Lately, I've been struggling off and on with depression, as well as a lot of professional frustration. I'm at yet another place in my life where I feel like I've hit the wall in regards to the path I'm currently on. Although I definitely want to continue working professionally in the arts, things nevertheless need to evolve or change direction right now if I'm ever to get where I want to be. It's amazing how similar the feelings that situation produces are to the angst of my teenage and college years though.

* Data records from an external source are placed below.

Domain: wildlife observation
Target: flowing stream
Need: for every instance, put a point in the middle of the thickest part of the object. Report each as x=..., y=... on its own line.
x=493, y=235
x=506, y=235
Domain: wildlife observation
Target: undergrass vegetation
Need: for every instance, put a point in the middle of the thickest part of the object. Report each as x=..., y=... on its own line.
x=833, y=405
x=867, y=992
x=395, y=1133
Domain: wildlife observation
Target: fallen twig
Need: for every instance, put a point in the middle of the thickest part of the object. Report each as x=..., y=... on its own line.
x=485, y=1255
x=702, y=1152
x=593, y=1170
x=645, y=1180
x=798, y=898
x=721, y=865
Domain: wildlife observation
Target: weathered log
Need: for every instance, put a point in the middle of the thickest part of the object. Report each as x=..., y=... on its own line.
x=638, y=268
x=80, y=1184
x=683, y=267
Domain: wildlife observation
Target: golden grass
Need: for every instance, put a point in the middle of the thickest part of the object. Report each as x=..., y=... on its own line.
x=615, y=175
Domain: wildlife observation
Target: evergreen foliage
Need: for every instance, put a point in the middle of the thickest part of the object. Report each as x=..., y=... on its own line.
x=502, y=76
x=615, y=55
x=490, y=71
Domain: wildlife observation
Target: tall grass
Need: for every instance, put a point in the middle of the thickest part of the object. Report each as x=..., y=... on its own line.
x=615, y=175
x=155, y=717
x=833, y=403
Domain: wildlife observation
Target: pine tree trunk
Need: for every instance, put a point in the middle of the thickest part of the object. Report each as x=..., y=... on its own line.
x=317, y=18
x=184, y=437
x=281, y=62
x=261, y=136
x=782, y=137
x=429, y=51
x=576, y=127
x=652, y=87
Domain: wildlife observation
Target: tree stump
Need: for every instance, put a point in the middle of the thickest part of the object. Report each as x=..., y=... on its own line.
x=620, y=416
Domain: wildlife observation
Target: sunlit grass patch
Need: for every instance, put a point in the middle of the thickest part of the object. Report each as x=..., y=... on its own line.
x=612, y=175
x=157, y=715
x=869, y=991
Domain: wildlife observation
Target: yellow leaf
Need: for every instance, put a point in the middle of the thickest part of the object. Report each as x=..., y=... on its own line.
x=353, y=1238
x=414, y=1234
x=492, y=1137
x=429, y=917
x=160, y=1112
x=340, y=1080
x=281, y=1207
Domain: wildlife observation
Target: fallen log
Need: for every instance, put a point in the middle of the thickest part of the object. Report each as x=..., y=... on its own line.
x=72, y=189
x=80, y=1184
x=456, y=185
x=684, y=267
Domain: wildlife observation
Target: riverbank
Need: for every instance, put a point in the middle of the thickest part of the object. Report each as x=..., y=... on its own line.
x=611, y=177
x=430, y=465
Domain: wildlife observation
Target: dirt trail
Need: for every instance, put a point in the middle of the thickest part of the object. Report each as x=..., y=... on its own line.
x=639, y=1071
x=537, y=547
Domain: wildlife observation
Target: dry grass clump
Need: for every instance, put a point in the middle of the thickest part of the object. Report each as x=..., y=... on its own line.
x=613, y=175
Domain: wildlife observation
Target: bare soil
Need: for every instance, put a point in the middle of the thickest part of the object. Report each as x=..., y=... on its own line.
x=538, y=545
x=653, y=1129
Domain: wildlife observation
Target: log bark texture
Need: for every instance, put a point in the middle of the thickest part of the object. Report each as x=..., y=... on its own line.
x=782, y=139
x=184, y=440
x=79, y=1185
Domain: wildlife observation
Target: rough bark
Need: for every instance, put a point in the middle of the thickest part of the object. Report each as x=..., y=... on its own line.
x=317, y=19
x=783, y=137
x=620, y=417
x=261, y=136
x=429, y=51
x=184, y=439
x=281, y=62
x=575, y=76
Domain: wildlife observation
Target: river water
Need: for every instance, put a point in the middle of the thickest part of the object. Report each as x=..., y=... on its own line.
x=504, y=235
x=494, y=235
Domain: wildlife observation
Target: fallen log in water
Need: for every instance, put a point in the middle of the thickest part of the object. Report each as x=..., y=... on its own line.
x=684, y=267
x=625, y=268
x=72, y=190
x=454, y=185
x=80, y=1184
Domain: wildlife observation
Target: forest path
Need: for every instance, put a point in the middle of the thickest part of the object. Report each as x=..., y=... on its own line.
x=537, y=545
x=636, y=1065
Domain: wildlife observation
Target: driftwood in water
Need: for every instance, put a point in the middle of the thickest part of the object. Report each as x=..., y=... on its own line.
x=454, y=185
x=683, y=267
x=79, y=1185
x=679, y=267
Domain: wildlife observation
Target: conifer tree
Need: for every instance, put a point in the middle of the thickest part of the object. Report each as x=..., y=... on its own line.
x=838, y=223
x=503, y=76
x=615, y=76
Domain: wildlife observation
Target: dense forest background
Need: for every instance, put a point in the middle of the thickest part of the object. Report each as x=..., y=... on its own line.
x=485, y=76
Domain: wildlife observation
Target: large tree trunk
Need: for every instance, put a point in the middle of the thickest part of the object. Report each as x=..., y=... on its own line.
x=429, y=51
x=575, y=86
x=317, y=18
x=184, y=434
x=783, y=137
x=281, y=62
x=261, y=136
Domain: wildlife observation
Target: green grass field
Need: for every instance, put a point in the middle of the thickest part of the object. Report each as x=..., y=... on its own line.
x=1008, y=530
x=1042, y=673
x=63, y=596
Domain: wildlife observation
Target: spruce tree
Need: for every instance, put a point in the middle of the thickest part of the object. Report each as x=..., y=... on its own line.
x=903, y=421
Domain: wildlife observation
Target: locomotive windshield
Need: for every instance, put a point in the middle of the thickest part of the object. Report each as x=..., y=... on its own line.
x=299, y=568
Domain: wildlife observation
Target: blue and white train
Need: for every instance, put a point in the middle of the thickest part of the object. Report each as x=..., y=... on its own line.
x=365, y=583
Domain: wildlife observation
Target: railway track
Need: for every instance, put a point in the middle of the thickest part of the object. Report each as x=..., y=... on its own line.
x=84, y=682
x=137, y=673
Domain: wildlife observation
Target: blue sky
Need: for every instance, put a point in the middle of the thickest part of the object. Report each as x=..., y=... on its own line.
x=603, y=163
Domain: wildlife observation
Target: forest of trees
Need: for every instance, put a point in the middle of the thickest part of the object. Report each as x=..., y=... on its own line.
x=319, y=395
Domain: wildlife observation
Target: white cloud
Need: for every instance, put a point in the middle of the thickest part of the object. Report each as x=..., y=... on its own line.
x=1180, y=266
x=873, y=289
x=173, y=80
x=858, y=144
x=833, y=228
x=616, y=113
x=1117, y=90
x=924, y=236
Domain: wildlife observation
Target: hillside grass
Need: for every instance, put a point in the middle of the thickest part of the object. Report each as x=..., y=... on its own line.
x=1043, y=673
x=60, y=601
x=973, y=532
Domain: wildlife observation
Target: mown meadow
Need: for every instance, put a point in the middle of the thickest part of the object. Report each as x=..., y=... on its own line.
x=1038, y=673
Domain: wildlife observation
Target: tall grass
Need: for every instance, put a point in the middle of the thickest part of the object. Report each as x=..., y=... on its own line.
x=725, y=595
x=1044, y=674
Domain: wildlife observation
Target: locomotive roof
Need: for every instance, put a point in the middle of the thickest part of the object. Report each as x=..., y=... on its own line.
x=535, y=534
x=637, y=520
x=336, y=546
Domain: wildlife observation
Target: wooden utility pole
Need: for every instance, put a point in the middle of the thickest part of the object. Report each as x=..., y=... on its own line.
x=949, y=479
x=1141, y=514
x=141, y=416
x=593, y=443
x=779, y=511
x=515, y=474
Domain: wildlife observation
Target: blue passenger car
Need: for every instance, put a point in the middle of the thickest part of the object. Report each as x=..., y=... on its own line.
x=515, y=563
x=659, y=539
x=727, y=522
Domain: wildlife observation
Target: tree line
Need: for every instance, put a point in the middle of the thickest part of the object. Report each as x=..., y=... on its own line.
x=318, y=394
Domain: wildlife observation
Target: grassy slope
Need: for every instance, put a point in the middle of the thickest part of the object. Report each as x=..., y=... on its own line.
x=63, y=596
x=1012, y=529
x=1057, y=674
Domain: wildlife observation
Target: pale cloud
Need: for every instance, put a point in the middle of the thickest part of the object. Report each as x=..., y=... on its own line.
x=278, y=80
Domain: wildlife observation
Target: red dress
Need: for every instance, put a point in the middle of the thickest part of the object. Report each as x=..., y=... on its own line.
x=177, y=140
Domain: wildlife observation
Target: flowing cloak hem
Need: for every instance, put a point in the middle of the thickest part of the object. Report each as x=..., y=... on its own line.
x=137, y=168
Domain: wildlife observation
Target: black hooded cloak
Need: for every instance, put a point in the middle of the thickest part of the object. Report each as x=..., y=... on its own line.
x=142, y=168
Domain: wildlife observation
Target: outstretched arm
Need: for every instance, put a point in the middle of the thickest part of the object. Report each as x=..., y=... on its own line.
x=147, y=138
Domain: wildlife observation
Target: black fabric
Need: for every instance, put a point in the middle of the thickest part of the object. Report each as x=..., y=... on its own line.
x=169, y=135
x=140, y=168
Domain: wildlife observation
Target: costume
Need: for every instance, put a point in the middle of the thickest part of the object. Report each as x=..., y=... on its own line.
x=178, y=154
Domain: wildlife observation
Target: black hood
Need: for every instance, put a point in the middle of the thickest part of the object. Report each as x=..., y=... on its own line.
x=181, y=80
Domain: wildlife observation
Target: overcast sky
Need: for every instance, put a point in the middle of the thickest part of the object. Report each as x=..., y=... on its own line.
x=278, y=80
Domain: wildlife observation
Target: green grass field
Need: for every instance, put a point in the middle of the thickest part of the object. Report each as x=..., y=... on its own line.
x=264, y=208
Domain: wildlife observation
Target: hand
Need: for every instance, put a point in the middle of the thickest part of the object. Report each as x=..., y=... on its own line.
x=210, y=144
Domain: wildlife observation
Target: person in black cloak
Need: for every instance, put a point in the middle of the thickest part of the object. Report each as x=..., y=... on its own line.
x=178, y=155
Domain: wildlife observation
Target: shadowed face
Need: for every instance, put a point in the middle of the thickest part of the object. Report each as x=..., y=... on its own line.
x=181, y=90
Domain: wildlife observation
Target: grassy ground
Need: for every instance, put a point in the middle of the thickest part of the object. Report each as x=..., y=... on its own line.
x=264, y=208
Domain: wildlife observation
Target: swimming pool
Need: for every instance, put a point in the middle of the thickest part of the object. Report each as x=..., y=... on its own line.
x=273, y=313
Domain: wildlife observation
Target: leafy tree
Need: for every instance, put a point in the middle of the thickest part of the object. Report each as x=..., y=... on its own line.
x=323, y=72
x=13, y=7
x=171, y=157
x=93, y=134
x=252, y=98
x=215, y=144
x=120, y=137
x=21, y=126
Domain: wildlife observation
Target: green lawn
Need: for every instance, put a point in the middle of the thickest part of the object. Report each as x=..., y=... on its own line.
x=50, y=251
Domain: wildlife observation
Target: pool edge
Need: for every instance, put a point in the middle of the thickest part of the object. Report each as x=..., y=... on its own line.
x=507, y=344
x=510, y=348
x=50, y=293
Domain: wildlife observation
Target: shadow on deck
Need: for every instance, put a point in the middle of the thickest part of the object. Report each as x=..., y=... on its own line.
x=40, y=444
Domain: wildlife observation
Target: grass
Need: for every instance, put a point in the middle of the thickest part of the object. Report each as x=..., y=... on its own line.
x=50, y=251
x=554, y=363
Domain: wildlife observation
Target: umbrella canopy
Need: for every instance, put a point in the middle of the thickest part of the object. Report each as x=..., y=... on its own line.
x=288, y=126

Music's been helping me through that process in the same way it used to. Tori Amos
and Fiona Apple
may not be the daily mainstays they once were for me in those days, but I find their music to be as beautiful and comforting as I did way back then. I've been listening to them quite a bit lately, as well as other similar artists I somehow missed getting to know when they first exploded onto the scene, but have become happily acquainted with over the years. (Ani DiFranco
and Regina Spektor
are great examples.)
I'm especially listening to a lot of Suzanne Vega
right now and wondering why I never got more involved with her music sooner, because her music suits me to a tee. Something about her song Caramel
from her album Nine Objects Of Desire
is resonating right now and I can't stop playing it. It's probably easily my favorite track from any artist at the moment.
If you enjoy the sort of music I've been talking about, but aren't acquainted with Ms. Vega or with that particular album, I highly recommend checking it out on Spotify or something (because they have it). It's just lovely and I'm not sure how I've lived without it officially being part of my collection all these years.